Assume now that this shearing is provided by some external force that slowly moves magnetic footpoints, such that their z-coordinates vary with time. Then, the magnetic arcade will evolve through a sequence of the force-free equilibria (4.14), with the parameter α varying with time in accordance with the relation (4.17). Thus, we have
v_{z}(x_{0}) = \frac{dz(x_{0})}{dt} = − \frac{x_{0}}{k} \frac{d}{dt} [ \frac{α}{(1 − α^{2}/k^{2})^{1/2}} ] = − \frac{dα/dt}{k(1 − α^{2}/k^{2})^{3/2}} x_{0} (4.18)
These flows at the base of the arcade lead to Poynting flux of energy \vec{P} into the arcade, with the relevant component P_{y} equal to P_{y}|_{y=0} = \frac{c}{4π} (E_{z}B_{x} − E_{x}B_{z})_{y=0}. In a perfectly conducting fluid \vec{E} = − \frac{1}{c} (\vec{v} × \vec{B}).

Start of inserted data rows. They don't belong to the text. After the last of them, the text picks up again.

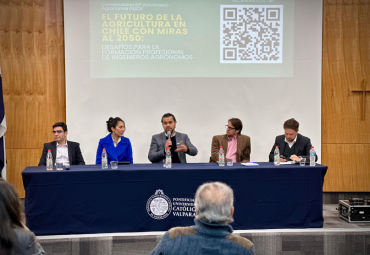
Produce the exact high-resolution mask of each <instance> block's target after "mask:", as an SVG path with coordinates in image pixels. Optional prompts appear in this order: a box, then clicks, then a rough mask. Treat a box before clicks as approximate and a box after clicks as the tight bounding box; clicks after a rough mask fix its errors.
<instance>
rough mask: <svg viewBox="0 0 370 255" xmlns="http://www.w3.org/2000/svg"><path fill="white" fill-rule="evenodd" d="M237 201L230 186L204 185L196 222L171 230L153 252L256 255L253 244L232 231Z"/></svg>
mask: <svg viewBox="0 0 370 255" xmlns="http://www.w3.org/2000/svg"><path fill="white" fill-rule="evenodd" d="M233 203H234V194H233V190H232V189H231V188H230V187H229V186H228V185H226V184H224V183H221V182H210V183H205V184H203V185H201V186H200V187H199V188H198V190H197V192H196V194H195V214H196V217H195V220H194V222H195V225H194V226H190V227H176V228H172V229H170V230H169V231H168V232H166V233H165V234H164V236H163V238H162V240H161V242H160V243H159V244H158V245H157V246H156V247H155V248H154V250H153V251H152V252H151V253H150V254H151V255H160V254H173V255H185V254H212V255H219V254H228V255H233V254H238V255H243V254H245V255H253V254H254V245H253V243H252V242H251V241H250V240H248V239H247V238H244V237H241V236H239V235H233V234H232V232H233V228H232V227H231V226H230V225H229V223H231V222H233V221H234V219H233V214H234V206H233Z"/></svg>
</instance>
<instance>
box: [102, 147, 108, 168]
mask: <svg viewBox="0 0 370 255" xmlns="http://www.w3.org/2000/svg"><path fill="white" fill-rule="evenodd" d="M101 168H102V169H108V157H107V152H106V151H105V148H103V152H102V153H101Z"/></svg>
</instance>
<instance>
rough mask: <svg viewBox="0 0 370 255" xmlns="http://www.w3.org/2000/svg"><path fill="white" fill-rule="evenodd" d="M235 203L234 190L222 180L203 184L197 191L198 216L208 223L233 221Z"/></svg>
mask: <svg viewBox="0 0 370 255" xmlns="http://www.w3.org/2000/svg"><path fill="white" fill-rule="evenodd" d="M233 204H234V193H233V190H232V189H231V188H230V187H229V186H228V185H226V184H225V183H222V182H209V183H205V184H202V185H201V186H199V188H198V190H197V192H196V193H195V210H196V218H197V219H199V220H202V221H204V222H207V223H212V224H228V223H231V222H233V221H234V219H233V214H234V206H233Z"/></svg>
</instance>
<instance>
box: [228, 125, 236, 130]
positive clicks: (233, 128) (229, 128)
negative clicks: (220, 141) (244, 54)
mask: <svg viewBox="0 0 370 255" xmlns="http://www.w3.org/2000/svg"><path fill="white" fill-rule="evenodd" d="M225 128H226V129H231V130H233V129H236V128H232V127H229V126H228V125H225Z"/></svg>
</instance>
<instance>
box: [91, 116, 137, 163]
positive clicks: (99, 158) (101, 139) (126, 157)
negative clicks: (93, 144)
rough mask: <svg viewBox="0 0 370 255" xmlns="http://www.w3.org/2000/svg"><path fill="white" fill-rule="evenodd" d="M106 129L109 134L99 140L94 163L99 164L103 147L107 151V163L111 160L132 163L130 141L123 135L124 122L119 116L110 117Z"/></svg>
mask: <svg viewBox="0 0 370 255" xmlns="http://www.w3.org/2000/svg"><path fill="white" fill-rule="evenodd" d="M107 130H108V132H109V133H110V134H109V135H107V136H106V137H104V138H102V139H100V141H99V145H98V150H97V152H96V164H101V156H102V152H103V148H105V151H106V152H107V157H108V164H109V163H110V162H111V161H119V162H124V161H126V162H130V164H132V163H133V159H132V147H131V142H130V139H128V138H126V137H124V136H123V134H124V133H125V130H126V126H125V122H124V121H123V120H122V119H121V118H119V117H116V118H112V117H110V118H109V120H108V121H107Z"/></svg>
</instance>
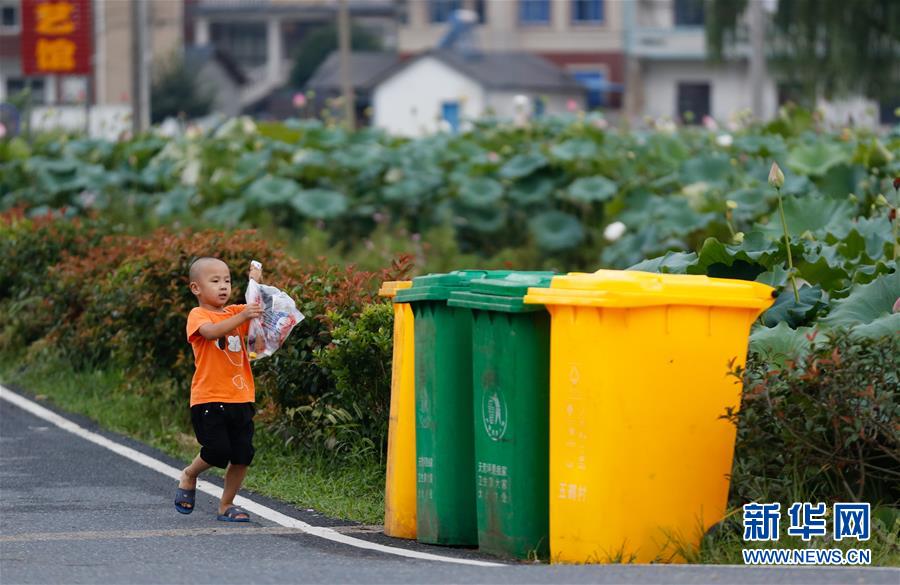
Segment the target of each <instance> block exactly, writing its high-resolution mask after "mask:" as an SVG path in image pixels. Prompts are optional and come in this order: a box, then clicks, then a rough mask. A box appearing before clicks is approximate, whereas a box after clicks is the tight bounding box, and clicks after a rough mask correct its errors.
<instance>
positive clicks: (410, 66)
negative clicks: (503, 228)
mask: <svg viewBox="0 0 900 585" xmlns="http://www.w3.org/2000/svg"><path fill="white" fill-rule="evenodd" d="M584 102H585V89H584V87H583V86H582V85H580V84H579V83H578V82H576V81H575V80H574V79H573V78H572V77H571V76H570V75H569V74H567V73H566V72H565V71H564V70H562V69H560V68H559V67H557V66H556V65H554V64H553V63H550V62H549V61H547V60H545V59H543V58H541V57H538V56H536V55H533V54H530V53H521V52H515V53H500V52H492V53H478V54H472V55H466V54H464V53H460V52H458V51H453V50H434V51H429V52H426V53H423V54H421V55H419V56H418V57H416V58H414V59H411V60H409V61H405V62H403V63H400V64H399V65H397V66H395V67H394V68H392V69H390V70H389V71H387V72H386V73H385V74H384V76H383V77H382V79H380V80H379V81H378V82H377V83H376V85H375V88H374V91H373V98H372V106H373V109H374V125H375V126H377V127H379V128H384V129H385V130H387V131H389V132H391V133H393V134H399V135H404V136H421V135H424V134H429V133H433V132H437V131H441V130H445V131H453V132H455V131H459V130H464V129H465V128H466V125H467V122H468V121H469V120H473V119H476V118H480V117H483V116H485V115H494V116H497V117H498V118H504V119H512V120H516V119H524V118H525V117H528V116H541V115H543V114H554V113H563V112H565V111H566V110H567V109H574V108H579V109H582V108H584Z"/></svg>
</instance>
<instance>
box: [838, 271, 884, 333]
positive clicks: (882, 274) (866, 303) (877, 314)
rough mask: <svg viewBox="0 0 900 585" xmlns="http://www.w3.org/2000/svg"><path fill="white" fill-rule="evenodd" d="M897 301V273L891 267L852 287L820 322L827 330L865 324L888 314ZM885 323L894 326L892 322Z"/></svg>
mask: <svg viewBox="0 0 900 585" xmlns="http://www.w3.org/2000/svg"><path fill="white" fill-rule="evenodd" d="M898 298H900V271H897V270H896V267H895V271H894V272H892V273H891V274H882V275H881V276H879V277H878V278H876V279H875V280H873V281H872V282H870V283H868V284H861V285H856V286H854V287H853V289H852V290H851V291H850V294H849V295H848V296H847V298H844V299H840V300H837V301H835V302H834V306H833V308H832V310H831V313H830V314H829V315H828V316H827V317H825V318H824V319H823V320H822V322H823V323H825V324H826V325H828V326H830V327H854V326H856V325H866V324H869V323H872V322H874V321H876V320H877V319H880V318H882V317H886V316H888V315H891V313H892V309H893V306H894V303H895V302H897V299H898ZM888 324H889V325H890V324H896V321H889V322H888ZM875 330H877V329H875ZM895 333H896V331H895Z"/></svg>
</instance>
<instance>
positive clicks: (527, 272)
mask: <svg viewBox="0 0 900 585" xmlns="http://www.w3.org/2000/svg"><path fill="white" fill-rule="evenodd" d="M553 276H554V273H553V272H513V273H512V274H509V275H507V276H505V277H503V278H479V279H476V280H473V281H472V282H471V284H470V285H469V288H468V289H467V290H459V291H453V292H452V293H451V294H450V300H449V301H448V302H447V304H448V305H450V306H451V307H464V308H468V309H483V310H488V311H502V312H505V313H525V312H534V311H542V310H543V307H542V306H540V305H526V304H525V303H524V302H522V298H523V297H524V296H525V295H526V294H527V293H528V289H529V288H536V287H540V288H543V287H548V286H550V281H551V279H552V278H553Z"/></svg>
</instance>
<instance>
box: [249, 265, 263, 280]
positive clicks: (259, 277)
mask: <svg viewBox="0 0 900 585" xmlns="http://www.w3.org/2000/svg"><path fill="white" fill-rule="evenodd" d="M249 276H250V278H252V279H253V280H255V281H256V282H262V264H260V263H259V262H257V261H256V260H253V261H252V262H250V275H249Z"/></svg>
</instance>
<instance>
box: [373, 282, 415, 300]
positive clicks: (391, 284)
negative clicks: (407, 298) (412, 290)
mask: <svg viewBox="0 0 900 585" xmlns="http://www.w3.org/2000/svg"><path fill="white" fill-rule="evenodd" d="M411 286H412V281H411V280H386V281H384V282H382V283H381V288H380V289H378V296H380V297H387V298H390V299H392V298H394V297H395V296H396V295H397V291H398V290H400V289H404V288H409V287H411Z"/></svg>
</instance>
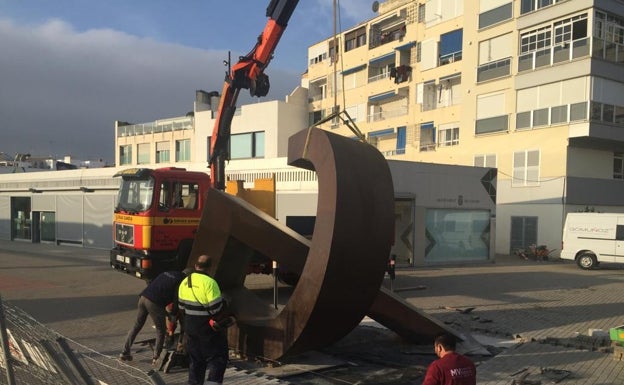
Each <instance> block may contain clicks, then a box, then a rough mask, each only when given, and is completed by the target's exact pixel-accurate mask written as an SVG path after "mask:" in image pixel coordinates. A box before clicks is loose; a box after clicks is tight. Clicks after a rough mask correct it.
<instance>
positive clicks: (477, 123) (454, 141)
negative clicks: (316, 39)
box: [307, 0, 624, 253]
mask: <svg viewBox="0 0 624 385" xmlns="http://www.w3.org/2000/svg"><path fill="white" fill-rule="evenodd" d="M373 10H376V12H377V16H376V17H374V18H372V19H370V20H368V21H365V22H362V23H360V24H358V25H357V26H355V27H353V28H350V29H349V30H346V31H344V32H341V33H340V34H339V35H338V36H328V38H327V40H324V41H321V42H319V43H317V44H314V45H312V46H310V47H309V49H308V56H309V58H308V59H309V61H308V72H307V82H308V83H309V84H308V87H309V110H310V121H311V122H318V121H320V120H322V119H323V118H325V117H327V116H328V115H329V114H330V113H331V112H332V111H335V110H336V108H337V109H339V110H344V111H346V112H347V113H348V115H349V116H351V118H352V119H353V120H354V121H355V124H356V125H357V127H358V128H359V129H360V130H361V131H362V132H363V133H365V134H366V137H367V139H368V141H369V142H370V143H372V144H374V145H376V146H377V147H378V149H379V150H380V151H381V152H382V153H384V154H385V155H386V157H387V158H389V159H397V160H409V161H421V162H433V163H443V164H455V165H475V166H487V167H497V168H498V179H497V185H498V191H497V197H498V201H497V218H496V251H497V252H499V253H509V252H511V251H513V250H515V249H519V248H526V247H528V246H529V245H531V244H546V245H548V246H549V247H550V248H559V247H560V242H561V230H562V226H563V219H564V218H565V215H566V213H568V212H573V211H579V210H586V209H590V210H592V209H593V210H596V211H617V212H622V211H624V200H623V199H622V198H621V197H622V196H624V183H623V180H622V179H624V71H623V70H624V66H623V64H624V3H622V2H619V1H608V0H603V1H600V0H574V1H572V0H558V1H557V0H521V1H510V0H471V1H464V0H429V1H423V0H420V1H408V0H388V1H385V2H382V3H381V4H379V2H374V3H373ZM334 47H338V48H339V49H338V50H337V52H336V50H335V49H334ZM322 127H323V128H325V129H327V130H331V131H333V132H336V133H340V134H342V135H353V134H352V133H351V131H350V130H349V129H348V127H346V126H345V125H344V124H341V121H340V120H339V119H333V120H330V121H329V122H327V123H324V124H323V125H322ZM423 183H426V181H423Z"/></svg>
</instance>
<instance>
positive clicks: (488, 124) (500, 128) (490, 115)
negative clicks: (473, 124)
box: [475, 92, 509, 135]
mask: <svg viewBox="0 0 624 385" xmlns="http://www.w3.org/2000/svg"><path fill="white" fill-rule="evenodd" d="M508 130H509V115H508V114H506V113H505V94H504V93H502V92H499V93H492V94H486V95H479V96H477V121H476V124H475V134H477V135H478V134H487V133H490V132H499V131H508Z"/></svg>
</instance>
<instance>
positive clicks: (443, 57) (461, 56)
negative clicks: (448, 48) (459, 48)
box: [438, 51, 462, 66]
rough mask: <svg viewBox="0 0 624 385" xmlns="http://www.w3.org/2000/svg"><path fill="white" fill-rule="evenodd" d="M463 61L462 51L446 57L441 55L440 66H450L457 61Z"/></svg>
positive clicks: (439, 61)
mask: <svg viewBox="0 0 624 385" xmlns="http://www.w3.org/2000/svg"><path fill="white" fill-rule="evenodd" d="M461 59H462V51H457V52H451V53H449V54H446V55H441V56H440V60H439V63H438V65H441V66H443V65H445V64H450V63H454V62H456V61H460V60H461Z"/></svg>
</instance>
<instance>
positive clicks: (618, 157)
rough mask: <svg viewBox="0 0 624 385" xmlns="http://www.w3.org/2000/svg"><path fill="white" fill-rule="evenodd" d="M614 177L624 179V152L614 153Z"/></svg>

Thus, for the z-velocity of equation (4.18), E_{z}|_{y=0} = 0, E_{x}|_{y =0} = \frac{1}{c}(v_{z}B_{y})|_{y=0}, and hence
P_{y}|_{y=0} = − \frac{v_{z}}{4π} (B_{y}B_{z})|_{y=0} = \frac{B^{2}_{0}}{4πk^{2}} \frac{αdα/dt}{(1 − α^{2}/k^{2})^{3/2}} x_{0} \sin(kx_{0}) \cos(kx_{0})
This yields the total power supply into the arcade
\frac{dW}{dt} = \int_{−π/2k}^{π/2k} P_{y}|_{y=0}dx_{0} = \frac{B^{2}_{0}}{16k^{4}} \frac{αdα/dt}{(1 − α^{2}/k^{2})^{3/2}},
which, according to equation (4.16), is equal to the rate of change of its magnetic energy.